Wonwoo sudah menjelaskan semuanya sampai sedetail-detailnya. Sana mengangguk paham mendengar itu semua. Kini ia tahu bahwa prasangka buruknya tidak terbukti benar. Pria tak dikenal yang memberinya pesan pada hari itu adalah teman Wonwoo yang memang mau menghancurkan hubungan mereka berdua, karena Wonwoo tidak menepati janji sesuai harapan.

"Gua jadi ngerasa gak enak sama semua perkataan gua ke lo selama ini. Terutama waktu di posko kemarin. Pasti lo sakit hati banget sama perkataan gua" ujar Sana dengan tatapan tak enak.

Wonwoo yang tengah menyeruput sedotan minumamnya itupun tersenyum dan menggelengkan kepala. "Apa yang kita lakukan di masa lalu itu memang sepatutnya tidak terjadi Sana. Sebagai perempuan, wajar kalau lo marah ke gua"

"Tapi sebenarnya lo baik, lo mau bertanggungjawab. Bahkan sekarang aja lo mau bertanggungjawab dengan trauma yang gua alami"

Wonwoo mengerucutkan bibirnya dan mengangguk singkat. Ia bersyukur karena kesempatan yang Tuhan berikan padanya kali ini. Sebuah kesempatan untuk bisa menjelaskan segalanya kepada Sana, dan bertanggungjawab atas kesalahannya. Bertanggungjawab yang dimaksud bukanlah dengan menikahi Sana atau semacamnya, namun jauh lebih penting daripada itu.

Sana sudah tidak mencintainya, Wonwoo tahu itu. Maka dari itu, yang ia lakulan saat ini hanyalah demi menghilangkan trauma gadis berbaju merah muda dihadapannya ini, agar dimasa depan nanti, Sana dapat menemukan pasangan hidup yang bisa membuatnya jauh lebih bahagia dan penuh dengan cinta.
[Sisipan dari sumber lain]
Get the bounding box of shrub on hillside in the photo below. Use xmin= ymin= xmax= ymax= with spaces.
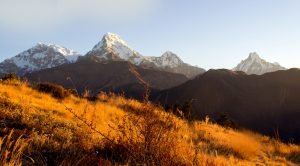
xmin=35 ymin=82 xmax=70 ymax=99
xmin=1 ymin=73 xmax=19 ymax=81
xmin=216 ymin=114 xmax=239 ymax=129
xmin=67 ymin=88 xmax=79 ymax=97
xmin=166 ymin=101 xmax=193 ymax=120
"Seorang pria yang baik, gak mungkin menyentuh wanitanya sebelum mereka sah sebagai suami istri" ujar Wonwoo lagi, "...dan itu akan gua terapkan di kehidupan kedua gua nanti. Itu pun kalau Tuhan mengizinkan" sambungnya.
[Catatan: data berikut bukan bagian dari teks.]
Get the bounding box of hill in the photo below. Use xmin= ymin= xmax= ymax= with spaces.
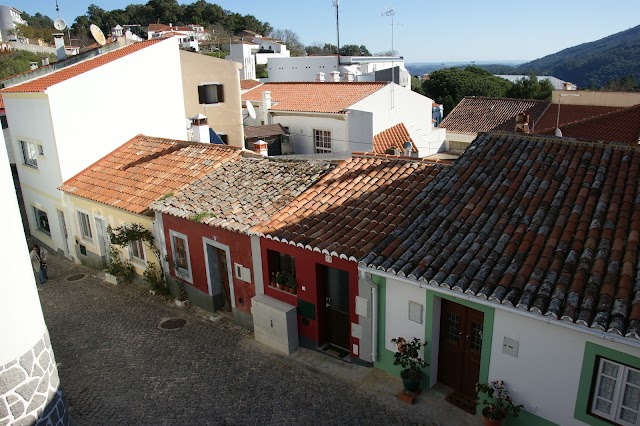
xmin=515 ymin=24 xmax=640 ymax=88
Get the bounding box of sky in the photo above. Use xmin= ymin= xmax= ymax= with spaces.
xmin=20 ymin=1 xmax=640 ymax=64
Sana tersenyum dan mengangguk paham, "Entah karena benar-benar dimabuk cinta atau hawa nafsu, tapi yang kita lakukan itu salah Won. Sama halnya dengan lo, kalau gua diberi kesempatan hidup untuk kedua kalinya, gua juga gak mau menjadi cewek murahan yang bisa sembarangan diajak tidur sama pacarnya" ujar gadis itu dengan gurat penyesalan yang terukir dibalik tatapan matanya.

"Gua merasa sedikit keberatan dengan istilah 'cewek murahan' yang lo bilang barusan. Ayolah, kita cuman melakukannya sekali. Definisi murahan itu kalau lo melakukannya dengan banyak pria yang berbeda diluar sana. Jadi, jangan pasang label serendah itu pada diri lo sendiri, Sana"
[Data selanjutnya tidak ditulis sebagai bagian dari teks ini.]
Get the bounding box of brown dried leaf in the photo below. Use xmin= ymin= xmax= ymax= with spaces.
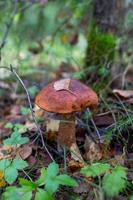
xmin=84 ymin=135 xmax=102 ymax=164
xmin=74 ymin=181 xmax=90 ymax=194
xmin=68 ymin=160 xmax=84 ymax=172
xmin=26 ymin=156 xmax=36 ymax=167
xmin=113 ymin=89 xmax=133 ymax=98
xmin=70 ymin=143 xmax=83 ymax=162
xmin=0 ymin=144 xmax=13 ymax=160
xmin=94 ymin=115 xmax=114 ymax=126
xmin=109 ymin=154 xmax=125 ymax=166
xmin=54 ymin=78 xmax=71 ymax=91
xmin=16 ymin=144 xmax=32 ymax=160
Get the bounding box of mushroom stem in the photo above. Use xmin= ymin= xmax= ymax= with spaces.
xmin=58 ymin=114 xmax=83 ymax=162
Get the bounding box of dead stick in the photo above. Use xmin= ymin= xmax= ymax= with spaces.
xmin=0 ymin=65 xmax=54 ymax=162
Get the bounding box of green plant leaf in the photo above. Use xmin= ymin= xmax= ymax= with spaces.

"Oke, gua ralat. Gua gak murahan"

"Bagus! Gua suka dengarnya"

Sana menyeruput espresso miliknya, dan tersenyum manis, seolah senyumannya itu bisa menyamarkan pahitnya kopi didalam tegukannya saat ini. "Terus, mengenai terapinya, gimana cara mulainya?" Tanya Sana penasaran.

"Gua hanya butuh dua hal dari lo, kemauan dan kepercayaan. Lo harus memiliki kemauan untuk bisa kembali berinteraksi dengan lawan jenis senyaman dulu. Terus yang kedua, lo harus percaya kalau gua benar-benar tulus sama lo. Gak ada lagi Wonwoo yang dulu, bahkan gua juga gak sudi membiarkan sisa-sisa dalam diri gua yang dulu, masih bersemayam didalam sini" Wonwoo menepuk-nepuk dadanya dua kali, dan dibalas dengan anggukan kepala Sana.

"Oke, gua rasa gua bisa"

"Masalah perasaan gua, lo gak usah merasa gak enak. Jangan pikirin perasaan gua San, dengan siapapun pria pilihan lo nanti, gua pasti mendukung kok. Dukungan sebagai sahabat tentunya"

Sana tertawa kecil dan mengangguk cepat. Entah apa yang ia pikirkan dulu, bisa-bisanya ia kini tengah tertawa bersama pria yang mungkin sebulan yang lalu masih masuk ke daftr list manusia yang paling ia hindari dimuka bumi ini. Tapi sekarang? Lihatlah bagaimana nyamannya ia menikmati jam makan siangnya bersama Wonwoo.

"Jadi, lo pulang jam berapa?" Tanya Wonwoo

"Hm, berhubung hari ini gua gak ke rumah lo, jadi gua jaga di day care sampai jam 6 sore. Kalau lo sendiri?"